Trillin on Texas by Calvin Trillin |
By Christopher Borrelli, Tribune Newspapers
The way to approach Texas is from space — you see the United States, the land mass south of everything looms up at the bottom of the country, Oklahoma rushes past, the sky gets dusty, boom, you're in a used-car lot outside Dallas, humid. Texas is so daunting, I always think of Texas as a used-car lot and always imagine it from space. Which, you gather from "Trillin on Texas" (University of Texas Press, $22), is how Calvin Trillin, the longtime New Yorker writer, sees Texas — as a vast tan pancake only understood by homing close, pulling back, then diving back, then leaving. If you have never been to Texas, "Trillin on Texas" will not give you directions to Houston or point you to a Mexican breakfast. But it will, as only an outsider can do, reveal its character.

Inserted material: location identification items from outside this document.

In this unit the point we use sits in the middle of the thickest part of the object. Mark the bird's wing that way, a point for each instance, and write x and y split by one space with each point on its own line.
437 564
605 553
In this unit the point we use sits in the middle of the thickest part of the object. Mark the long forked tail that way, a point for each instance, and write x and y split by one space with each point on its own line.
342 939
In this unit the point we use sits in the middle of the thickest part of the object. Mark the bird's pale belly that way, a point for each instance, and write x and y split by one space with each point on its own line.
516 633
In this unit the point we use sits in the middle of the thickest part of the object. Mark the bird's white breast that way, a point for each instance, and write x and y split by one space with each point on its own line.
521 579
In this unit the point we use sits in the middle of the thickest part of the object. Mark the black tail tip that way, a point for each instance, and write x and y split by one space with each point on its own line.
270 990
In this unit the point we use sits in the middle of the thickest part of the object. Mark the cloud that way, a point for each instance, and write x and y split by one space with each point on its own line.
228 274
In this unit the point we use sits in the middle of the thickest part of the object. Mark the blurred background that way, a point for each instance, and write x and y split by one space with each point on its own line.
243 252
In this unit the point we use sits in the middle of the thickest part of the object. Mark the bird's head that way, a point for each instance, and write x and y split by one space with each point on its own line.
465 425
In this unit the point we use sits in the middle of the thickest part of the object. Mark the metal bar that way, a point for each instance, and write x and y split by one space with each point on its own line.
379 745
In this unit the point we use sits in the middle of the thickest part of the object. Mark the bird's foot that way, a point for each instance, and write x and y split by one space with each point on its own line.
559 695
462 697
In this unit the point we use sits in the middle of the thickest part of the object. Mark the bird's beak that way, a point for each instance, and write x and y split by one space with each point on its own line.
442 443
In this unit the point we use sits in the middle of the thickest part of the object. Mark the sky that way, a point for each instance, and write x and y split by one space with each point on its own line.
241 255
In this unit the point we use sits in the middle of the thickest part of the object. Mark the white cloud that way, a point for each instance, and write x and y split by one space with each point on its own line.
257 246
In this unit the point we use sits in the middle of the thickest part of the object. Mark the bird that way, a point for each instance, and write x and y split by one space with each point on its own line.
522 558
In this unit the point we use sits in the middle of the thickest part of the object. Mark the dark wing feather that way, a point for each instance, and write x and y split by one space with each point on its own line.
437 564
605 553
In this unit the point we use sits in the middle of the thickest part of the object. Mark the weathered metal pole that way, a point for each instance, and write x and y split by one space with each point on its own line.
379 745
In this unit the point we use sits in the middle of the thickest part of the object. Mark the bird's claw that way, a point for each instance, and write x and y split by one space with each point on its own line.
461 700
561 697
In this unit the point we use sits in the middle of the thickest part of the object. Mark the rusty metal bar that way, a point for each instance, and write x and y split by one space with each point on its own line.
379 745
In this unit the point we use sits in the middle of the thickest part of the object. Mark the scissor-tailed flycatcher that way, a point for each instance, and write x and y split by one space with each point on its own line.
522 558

"On weekends, Robert Donnell likes to take the country roads," Trillin writes in "Knowing Johnny Jenkins," a New Yorker piece from 1989. "When he travels between Beaumont and Austin, where his children live with his ex-wife, he often finds himself on Farm-to-Market 969, which cuts through rich pastureland along the Colorado River east of Austin." The story, one of Trillin's best, and a showstopper in a compilation of shrewdly picked tales, meanders like that a bit, touching on the Colorado, the Humpback Bridge, a boat ramp — it's as pleasantly rambling as a Texas drive, only to stop short at an abandoned Mercedes and a book dealer found nearby, shot in the head, a twist as unexpected as any in this large, complicated place.